Artigo de Inês Silva. Revisto por Alexsyane Amanda R. Silva e Laís França.
Sociedade
Portugal tem uma das taxas mais altas de suicídio nas cadeias da Europa
Em 2019, registaram-se 64 mortes nos estabelecimentos prisionais e 11 foram por suicídio. Já no ano passado, 21 reclusos decidiram pôr término à vida, num período em que se contabilizaram 75 mortes nas prisões em Portugal.
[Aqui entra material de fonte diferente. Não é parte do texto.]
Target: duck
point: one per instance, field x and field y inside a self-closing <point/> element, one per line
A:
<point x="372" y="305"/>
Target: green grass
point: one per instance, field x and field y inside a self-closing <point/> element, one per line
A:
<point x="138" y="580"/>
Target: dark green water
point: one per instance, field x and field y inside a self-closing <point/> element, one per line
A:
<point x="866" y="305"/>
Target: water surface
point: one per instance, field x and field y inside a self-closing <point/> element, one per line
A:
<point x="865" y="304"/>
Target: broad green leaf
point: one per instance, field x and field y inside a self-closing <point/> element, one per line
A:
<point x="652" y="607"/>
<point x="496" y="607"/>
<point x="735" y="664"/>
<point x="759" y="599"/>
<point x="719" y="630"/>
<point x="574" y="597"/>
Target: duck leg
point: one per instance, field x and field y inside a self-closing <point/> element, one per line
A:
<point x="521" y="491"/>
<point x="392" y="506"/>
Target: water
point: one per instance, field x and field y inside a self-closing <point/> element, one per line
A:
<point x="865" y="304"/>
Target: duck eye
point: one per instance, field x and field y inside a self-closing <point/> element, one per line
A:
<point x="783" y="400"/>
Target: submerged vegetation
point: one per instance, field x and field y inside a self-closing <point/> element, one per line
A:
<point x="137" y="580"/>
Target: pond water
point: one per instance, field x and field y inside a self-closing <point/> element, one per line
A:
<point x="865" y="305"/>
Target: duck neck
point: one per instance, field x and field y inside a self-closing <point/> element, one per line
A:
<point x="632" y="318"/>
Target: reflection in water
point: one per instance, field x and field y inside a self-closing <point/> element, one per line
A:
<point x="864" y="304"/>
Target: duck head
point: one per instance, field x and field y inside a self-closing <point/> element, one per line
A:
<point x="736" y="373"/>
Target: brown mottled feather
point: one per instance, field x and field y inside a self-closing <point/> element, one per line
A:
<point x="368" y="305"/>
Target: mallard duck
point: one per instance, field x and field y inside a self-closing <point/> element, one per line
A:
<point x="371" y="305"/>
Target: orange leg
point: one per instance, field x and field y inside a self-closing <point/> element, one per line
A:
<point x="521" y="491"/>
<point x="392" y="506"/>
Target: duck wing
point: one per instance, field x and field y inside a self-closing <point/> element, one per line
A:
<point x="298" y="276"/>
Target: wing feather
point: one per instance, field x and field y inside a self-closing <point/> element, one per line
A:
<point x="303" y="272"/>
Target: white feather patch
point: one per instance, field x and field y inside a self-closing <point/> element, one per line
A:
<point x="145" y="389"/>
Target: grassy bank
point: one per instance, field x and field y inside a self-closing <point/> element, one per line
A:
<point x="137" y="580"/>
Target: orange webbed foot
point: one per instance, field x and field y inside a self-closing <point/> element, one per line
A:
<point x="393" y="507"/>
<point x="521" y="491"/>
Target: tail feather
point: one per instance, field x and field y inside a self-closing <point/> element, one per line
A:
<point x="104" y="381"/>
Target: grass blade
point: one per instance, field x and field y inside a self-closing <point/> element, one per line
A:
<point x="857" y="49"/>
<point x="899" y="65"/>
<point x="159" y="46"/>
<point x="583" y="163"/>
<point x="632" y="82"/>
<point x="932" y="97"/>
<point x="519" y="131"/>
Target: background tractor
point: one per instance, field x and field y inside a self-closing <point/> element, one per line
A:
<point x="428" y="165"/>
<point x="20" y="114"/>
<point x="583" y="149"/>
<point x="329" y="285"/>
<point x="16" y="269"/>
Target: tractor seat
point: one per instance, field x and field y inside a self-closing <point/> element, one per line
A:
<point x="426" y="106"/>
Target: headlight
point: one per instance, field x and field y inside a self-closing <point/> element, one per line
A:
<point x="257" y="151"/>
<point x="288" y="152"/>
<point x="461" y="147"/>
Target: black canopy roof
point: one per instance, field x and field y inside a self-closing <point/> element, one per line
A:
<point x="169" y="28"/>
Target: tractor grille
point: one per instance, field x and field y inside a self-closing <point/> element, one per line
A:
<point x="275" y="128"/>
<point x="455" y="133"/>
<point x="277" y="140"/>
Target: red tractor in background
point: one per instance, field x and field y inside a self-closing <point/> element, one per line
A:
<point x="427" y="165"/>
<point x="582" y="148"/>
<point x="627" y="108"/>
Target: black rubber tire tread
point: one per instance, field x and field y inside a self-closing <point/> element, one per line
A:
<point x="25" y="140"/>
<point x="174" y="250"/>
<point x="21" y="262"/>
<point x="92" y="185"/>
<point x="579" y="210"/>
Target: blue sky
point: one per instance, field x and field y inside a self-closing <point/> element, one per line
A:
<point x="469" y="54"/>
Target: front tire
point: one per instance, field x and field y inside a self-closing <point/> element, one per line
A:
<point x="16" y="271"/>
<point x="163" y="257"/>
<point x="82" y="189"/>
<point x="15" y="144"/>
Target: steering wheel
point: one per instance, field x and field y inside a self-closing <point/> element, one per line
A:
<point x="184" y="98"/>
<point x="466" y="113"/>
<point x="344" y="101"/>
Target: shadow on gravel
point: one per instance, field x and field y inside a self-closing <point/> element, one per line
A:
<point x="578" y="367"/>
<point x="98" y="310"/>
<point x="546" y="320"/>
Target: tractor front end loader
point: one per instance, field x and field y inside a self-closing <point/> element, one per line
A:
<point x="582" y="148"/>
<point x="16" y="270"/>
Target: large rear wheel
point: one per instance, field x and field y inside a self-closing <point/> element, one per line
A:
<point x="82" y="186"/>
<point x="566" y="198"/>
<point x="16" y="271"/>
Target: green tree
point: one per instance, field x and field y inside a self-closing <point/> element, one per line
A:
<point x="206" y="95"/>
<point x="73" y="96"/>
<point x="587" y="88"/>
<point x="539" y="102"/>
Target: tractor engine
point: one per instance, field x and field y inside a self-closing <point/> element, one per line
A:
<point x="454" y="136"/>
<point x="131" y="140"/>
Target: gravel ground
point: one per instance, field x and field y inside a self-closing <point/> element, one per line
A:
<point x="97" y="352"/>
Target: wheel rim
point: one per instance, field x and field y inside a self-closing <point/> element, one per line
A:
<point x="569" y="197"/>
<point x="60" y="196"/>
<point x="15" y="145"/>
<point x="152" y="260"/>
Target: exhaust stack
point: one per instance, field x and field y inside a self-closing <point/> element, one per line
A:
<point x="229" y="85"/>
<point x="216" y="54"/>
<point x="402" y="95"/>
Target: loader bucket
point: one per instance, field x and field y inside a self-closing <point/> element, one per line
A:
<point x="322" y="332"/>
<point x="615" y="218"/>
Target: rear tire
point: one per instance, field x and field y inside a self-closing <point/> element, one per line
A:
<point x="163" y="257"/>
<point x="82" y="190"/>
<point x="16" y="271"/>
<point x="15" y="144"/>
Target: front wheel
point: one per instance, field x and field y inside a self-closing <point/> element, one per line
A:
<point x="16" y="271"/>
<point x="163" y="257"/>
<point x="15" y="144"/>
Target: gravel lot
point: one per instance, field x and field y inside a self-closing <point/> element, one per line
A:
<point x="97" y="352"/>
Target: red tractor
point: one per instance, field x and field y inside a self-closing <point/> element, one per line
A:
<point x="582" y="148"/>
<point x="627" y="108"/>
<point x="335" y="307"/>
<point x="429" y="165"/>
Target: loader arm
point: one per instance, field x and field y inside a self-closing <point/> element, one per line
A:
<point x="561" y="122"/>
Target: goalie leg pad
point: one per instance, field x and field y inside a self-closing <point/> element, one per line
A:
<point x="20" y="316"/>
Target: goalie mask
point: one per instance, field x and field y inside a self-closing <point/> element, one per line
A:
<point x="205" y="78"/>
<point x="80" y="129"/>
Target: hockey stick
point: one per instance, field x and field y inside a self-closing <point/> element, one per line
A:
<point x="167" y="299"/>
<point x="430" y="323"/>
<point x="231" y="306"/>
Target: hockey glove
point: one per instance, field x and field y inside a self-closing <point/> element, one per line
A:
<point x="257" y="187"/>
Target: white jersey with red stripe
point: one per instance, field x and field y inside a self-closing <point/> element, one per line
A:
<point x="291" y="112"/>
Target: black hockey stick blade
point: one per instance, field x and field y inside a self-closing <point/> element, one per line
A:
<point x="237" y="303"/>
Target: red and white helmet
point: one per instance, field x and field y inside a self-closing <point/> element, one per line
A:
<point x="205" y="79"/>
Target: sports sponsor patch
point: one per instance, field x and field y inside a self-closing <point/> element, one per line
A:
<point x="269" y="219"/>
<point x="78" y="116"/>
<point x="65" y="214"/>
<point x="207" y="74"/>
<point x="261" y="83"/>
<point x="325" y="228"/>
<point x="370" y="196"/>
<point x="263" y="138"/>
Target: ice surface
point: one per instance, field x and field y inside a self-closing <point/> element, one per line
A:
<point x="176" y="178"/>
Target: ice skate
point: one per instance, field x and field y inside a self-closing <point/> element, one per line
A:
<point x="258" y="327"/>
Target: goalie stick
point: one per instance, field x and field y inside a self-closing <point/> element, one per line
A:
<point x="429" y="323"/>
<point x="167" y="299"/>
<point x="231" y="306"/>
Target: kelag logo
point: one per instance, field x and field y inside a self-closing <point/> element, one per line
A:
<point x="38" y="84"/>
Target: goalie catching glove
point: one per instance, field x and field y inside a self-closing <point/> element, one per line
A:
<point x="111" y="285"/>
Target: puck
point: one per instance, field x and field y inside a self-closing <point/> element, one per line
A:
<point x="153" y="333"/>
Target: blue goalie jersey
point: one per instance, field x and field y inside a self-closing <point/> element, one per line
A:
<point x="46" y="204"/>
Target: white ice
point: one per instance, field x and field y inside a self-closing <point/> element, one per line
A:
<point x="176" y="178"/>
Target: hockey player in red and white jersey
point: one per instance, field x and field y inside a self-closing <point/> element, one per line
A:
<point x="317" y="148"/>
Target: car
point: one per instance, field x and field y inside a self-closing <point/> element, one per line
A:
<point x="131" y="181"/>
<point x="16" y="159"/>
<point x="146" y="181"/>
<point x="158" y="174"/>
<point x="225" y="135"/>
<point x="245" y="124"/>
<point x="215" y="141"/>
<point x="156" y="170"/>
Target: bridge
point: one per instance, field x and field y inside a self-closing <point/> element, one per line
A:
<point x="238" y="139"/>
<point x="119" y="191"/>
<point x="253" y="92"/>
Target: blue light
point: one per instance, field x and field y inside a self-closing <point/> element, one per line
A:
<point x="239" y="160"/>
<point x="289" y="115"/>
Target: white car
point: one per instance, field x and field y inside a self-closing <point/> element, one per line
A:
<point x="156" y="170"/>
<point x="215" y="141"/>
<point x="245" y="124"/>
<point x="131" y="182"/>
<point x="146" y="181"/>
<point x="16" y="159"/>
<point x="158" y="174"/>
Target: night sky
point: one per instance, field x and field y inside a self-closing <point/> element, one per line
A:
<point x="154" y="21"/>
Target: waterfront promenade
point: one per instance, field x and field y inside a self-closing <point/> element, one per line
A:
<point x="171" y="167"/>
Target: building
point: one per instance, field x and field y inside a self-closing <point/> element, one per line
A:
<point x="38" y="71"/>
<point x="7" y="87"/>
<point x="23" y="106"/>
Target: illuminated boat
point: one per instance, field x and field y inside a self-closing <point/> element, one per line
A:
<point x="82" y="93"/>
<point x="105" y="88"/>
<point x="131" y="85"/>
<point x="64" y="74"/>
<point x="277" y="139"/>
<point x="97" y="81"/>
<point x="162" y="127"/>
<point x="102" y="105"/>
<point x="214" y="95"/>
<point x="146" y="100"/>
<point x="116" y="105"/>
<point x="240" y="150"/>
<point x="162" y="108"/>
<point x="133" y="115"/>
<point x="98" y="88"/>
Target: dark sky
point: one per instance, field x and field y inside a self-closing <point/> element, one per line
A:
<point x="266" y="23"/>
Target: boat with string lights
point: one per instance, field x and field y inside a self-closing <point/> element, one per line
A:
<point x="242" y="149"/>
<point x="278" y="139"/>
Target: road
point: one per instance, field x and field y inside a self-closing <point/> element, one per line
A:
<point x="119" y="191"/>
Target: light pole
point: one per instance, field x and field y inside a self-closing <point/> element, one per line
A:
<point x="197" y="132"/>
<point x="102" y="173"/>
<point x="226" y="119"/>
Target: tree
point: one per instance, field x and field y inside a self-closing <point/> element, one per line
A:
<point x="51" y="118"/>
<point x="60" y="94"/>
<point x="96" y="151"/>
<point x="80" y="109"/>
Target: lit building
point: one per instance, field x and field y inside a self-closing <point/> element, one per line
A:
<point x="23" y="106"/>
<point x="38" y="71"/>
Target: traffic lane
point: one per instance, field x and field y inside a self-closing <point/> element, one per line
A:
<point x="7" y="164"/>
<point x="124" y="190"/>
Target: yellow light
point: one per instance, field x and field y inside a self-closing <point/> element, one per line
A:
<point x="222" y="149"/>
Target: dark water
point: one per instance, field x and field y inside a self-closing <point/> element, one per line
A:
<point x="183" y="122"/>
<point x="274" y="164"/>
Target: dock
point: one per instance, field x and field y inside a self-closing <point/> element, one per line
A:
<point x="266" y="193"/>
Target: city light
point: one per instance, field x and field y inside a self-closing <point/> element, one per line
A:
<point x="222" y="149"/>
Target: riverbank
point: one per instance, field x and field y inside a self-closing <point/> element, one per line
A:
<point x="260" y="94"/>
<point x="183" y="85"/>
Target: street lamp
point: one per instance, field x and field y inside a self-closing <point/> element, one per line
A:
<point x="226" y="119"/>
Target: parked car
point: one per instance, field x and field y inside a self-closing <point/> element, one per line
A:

Os dados do mais recente Relatório Anual de Segurança Interna confirmam a tendência de aumento registada nos últimos anos.
Quanto aos óbitos por doença, os serviços prisionais realçam “o envelhecimento progressivo da população prisional” e o aparecimento de doenças de elevada morbilidade “que afetam parte dos reclusos à entrada no sistema prisional”.
No panorama europeu, Portugal é dos países com a taxa de suicídio mais elevada. As Estatísticas Penais Anuais do Conselho da Europa comparam a situação prisional nos 47 países-membros e são publicadas em relatórios anuais relativos à situação dos dois anos anteriores. De acordo com o relatório mais recente, referente a 2019 e 2020, a taxa de suicídio nas prisões portuguesas é de 11,2%, mais do dobro da média europeia (5,2%).
As medidas portuguesas para prevenção do suicídio em meio prisional
Em Portugal, foi implementado em 2010 o Programa Integrado de Prevenção do Suicídio (PIPS) que tem como objetivo a deteção precoce de sinais e de sintomas de alerta/risco de suicídio em reclusos. O programa prevê também a sinalização eficiente para presos em cumprimento de pena privativa de liberdade.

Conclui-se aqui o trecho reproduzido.